“Yes, I’m well fixed,” murmured Wilda.

—“but you have to leave your mother and go out among the neighbors to airn a living. How do you know sometime the house won’t burn down?”

“I am jub’ous about it often,” owned Wilda, biting the end of a knitting-needle. But catching the yarn over her little finger she drove it ahead with her work.

“Then eventually she might die.”

“I’ve thought of that,” sighed Wilda. “And I’ve thought what’d become of her if I’s to be taken and her left. Then who’d let her pet rooster and hen—that she’s just as tickled with as a child—roost in the house, and clean after them without fretting her?”

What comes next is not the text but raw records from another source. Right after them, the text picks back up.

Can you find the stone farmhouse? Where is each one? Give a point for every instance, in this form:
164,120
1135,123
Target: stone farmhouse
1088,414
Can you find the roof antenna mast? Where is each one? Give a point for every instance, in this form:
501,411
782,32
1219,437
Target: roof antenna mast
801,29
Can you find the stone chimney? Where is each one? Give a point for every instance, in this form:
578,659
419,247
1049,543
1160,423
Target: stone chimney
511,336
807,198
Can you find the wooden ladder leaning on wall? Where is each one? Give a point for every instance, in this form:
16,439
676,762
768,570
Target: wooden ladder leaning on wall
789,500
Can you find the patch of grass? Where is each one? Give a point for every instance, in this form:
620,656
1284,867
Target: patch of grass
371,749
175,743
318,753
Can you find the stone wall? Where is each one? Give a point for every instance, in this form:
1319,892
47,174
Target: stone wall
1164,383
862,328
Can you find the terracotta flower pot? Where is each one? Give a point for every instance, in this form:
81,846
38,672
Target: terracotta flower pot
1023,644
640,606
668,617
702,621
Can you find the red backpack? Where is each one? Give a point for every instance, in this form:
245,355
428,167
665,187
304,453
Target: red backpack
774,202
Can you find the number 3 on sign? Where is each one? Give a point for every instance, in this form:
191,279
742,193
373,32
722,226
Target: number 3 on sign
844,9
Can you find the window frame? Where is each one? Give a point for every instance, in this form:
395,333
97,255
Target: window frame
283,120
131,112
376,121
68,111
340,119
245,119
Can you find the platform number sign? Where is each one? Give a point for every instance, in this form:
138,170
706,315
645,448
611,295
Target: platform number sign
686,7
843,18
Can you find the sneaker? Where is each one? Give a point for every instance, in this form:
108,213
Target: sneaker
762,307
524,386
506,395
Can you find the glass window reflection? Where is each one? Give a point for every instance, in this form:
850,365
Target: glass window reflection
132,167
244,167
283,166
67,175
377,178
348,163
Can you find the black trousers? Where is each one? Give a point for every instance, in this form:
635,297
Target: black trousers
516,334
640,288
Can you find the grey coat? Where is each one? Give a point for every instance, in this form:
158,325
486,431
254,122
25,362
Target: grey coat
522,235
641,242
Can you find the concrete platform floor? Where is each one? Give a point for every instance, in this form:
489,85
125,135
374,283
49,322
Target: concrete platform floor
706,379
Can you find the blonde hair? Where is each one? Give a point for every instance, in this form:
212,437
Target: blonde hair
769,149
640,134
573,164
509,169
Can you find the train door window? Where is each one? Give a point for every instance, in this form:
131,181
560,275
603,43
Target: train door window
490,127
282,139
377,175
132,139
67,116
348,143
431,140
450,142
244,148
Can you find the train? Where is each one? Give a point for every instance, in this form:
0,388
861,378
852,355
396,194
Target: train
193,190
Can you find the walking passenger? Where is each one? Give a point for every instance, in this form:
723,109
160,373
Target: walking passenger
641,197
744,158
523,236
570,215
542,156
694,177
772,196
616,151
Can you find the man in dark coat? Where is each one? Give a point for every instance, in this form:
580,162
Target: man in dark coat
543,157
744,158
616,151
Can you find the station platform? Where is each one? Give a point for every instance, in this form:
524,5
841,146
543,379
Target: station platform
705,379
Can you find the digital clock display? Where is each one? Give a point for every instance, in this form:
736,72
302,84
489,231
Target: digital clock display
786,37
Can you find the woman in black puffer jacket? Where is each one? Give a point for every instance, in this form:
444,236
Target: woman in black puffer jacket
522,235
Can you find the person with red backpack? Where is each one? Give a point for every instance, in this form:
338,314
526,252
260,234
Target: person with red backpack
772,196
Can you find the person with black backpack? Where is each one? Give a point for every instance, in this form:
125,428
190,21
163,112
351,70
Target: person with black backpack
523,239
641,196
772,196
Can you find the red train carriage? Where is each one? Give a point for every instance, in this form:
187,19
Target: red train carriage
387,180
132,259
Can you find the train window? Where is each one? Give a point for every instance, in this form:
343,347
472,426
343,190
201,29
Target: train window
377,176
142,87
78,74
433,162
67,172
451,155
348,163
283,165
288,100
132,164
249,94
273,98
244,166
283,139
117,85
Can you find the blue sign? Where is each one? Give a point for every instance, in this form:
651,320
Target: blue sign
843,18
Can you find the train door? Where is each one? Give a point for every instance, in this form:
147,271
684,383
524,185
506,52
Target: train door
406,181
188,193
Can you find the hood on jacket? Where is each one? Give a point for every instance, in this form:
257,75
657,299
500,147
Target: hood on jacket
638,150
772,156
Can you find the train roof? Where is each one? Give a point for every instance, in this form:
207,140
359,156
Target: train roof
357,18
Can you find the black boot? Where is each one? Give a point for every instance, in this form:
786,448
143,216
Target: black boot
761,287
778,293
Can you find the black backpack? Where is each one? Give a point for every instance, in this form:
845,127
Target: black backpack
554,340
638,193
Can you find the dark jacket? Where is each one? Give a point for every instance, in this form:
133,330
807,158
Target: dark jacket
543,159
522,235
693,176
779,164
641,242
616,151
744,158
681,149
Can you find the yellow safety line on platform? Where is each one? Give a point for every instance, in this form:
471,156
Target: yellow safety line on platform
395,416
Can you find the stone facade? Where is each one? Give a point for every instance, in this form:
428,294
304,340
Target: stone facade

Alanson glanced at Speckle and Banty sticking like balls to their perch, and he volunteered some discreet possibilities.

“When folks begins to get used to such things before they’re too old and sot in their ways, seems to me like chickens in the house would be natteral enough—though not brought up to it.”

Whenever Alanson made this great concession, Wilda always fell back upon her observations of marriage.

“But there’s Mary Jane Willey. She had fifteen hundred dollars in her own right, and was well fixed with bedding and goods—six chairs and a bread-trough and a cupboard. And all that didn’t satisfy her, but she must have a man to speckalate with her money and lose it; and now he’s took to drinking, her and her children are like to go on the county.”

Alanson interlaced his fingers across his chest and set his thumbs to whirling.